刘公岛的议事堂内,沈重负手而立,马成、蒋海山、王福、吴天武、李晟、田大壮、姜大丹、铁毅、潘林、刘大江、王老蔫、素娥团团而坐,而刘二杆则躬身侍立在沈重身边。

    沈重回头笑道:“二杆,把消息跟大伙说说,定边军之中,没有秘密!”

    刘二杆应诺,回身对大家说道:“辽西大败后,朝廷一片哗然,弹劾熊廷弼、王化贞,还有咱们伯爷的奏疏,堆满了内阁和司礼监,朝野一片斥责之声,要求问罪的呼声越来越高。
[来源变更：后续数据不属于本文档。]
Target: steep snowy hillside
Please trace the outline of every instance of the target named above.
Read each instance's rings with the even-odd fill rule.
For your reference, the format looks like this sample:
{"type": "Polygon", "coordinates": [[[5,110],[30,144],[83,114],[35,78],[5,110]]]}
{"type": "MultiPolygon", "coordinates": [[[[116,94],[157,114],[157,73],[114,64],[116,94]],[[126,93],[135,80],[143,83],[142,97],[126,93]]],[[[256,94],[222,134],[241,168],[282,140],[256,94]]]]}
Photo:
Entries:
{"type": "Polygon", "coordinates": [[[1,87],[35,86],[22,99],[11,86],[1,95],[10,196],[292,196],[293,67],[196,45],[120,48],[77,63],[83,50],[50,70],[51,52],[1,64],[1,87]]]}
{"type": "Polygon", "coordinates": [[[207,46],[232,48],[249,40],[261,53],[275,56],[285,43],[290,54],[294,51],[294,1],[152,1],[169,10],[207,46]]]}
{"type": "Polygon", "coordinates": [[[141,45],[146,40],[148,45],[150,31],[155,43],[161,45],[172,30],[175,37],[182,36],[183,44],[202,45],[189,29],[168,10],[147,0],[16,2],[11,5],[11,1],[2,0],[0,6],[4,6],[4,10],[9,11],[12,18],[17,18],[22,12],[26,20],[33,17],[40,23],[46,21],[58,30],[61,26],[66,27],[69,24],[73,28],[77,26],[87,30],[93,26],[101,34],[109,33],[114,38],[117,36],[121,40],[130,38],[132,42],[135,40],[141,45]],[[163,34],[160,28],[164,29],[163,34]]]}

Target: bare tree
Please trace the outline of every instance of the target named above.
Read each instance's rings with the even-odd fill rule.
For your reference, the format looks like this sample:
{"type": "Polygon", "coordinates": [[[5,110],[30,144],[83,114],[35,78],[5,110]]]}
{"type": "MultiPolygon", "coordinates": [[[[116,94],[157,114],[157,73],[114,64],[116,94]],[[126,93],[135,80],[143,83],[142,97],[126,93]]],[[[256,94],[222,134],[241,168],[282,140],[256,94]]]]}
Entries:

”

    蒋海山勃然大怒,起身拍着桌子喊道:“王化贞和熊大胡子也就罢了,怎么还要论罪伯爷?伯爷领着咱定边军北上辽东,克复辽沈,力撑辽西,解救了五十万辽东百姓,如此大功不说奖赏,如何又成了罪过?”

    刘二杆苦笑道:“咱定边军的功劳越大,不就越发衬得东林党无能么?王化贞兵败广宁,全辽尽失的消息一至京城,东林党立即哗然四起,乱成一团。叶阁老上疏请辞,张鹤鸣自请外出经略辽东,东林党划分为两个阵营,天天为保不保王化贞吵成一团。”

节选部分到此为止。